Nous savons que certains nous opposeront la règle galvaudée de confraternité et d’autres lanceront contre nous la fatwa. Mais nous ne devons pas nous murer dans un silence assourdissant au nom de ce concept de « confraternité ». Il faut commencer à dire la vérité même si elle infeste le marigot médiatique togolais. Ces organisations de presse ne sont-elles pas allées chercher le sexe des anges quand le CST a porté plainte contre un confrère qui a injustement mis en cause des responsables de ce collectif ? N’ont-elles pas jeté l’anathème sur SOS Journaliste en Danger qui fait partie du CST ? Mais aujourd’hui, ce sont ces messieurs qui militent pour l’emprisonnement de leur confrère. Quelle malédiction !
Il nous revient par ailleurs qu’un membre de la HAAC se serait réjoui quand la nouvelle de l’arrestation de Bonéro Lawson est tombée. Celui-ci était mécontent quand il a été informé du retrait de la plainte. Nous y reviendrons.
R. Kédjagni



http://liberte-togo.com/l/index.php?option=com_content&view=article&id=2244:medias-au-togo-et-vengeance&catid=7:societe&Itemid=6

Heza Lovison 15/05/2013 14:52

Bon article, l'auteur de cet article a vu juste de dénoncer les brebis galeuses de la corporation...C'est vraiment malheureux pour la corporation, que de telles choses se passent ainsi, il suffit que tu soutient un tout petit une action du gouvernement jugé appréciable, qu'on te traite de tous les noms et qu'on te diabolise...Vraiment c'est malheureux, soit tu soutiens aveuglement l'opposition même si cette opposition commet des erreurs, et tu es un bon journaliste.
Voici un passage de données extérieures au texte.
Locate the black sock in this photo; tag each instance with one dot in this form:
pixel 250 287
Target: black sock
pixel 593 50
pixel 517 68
Avoir l'avis contraire n'est pas permis au Togo, c'est journalistes ça? Plutôt Hommes politiques ouêh! Un vrai journaliste et digne de ce nom, c'est celui qui fait son travail sans aucune passion, qui dit que c'est vert quand c'est vert et bleu quand c'est bleu! Horrible ces mauvais patrons de journalistes au Togo.

GROS VENTRE 15/05/2013 14:42

C'est lui Zeus ? Il ressemble à un phacochère.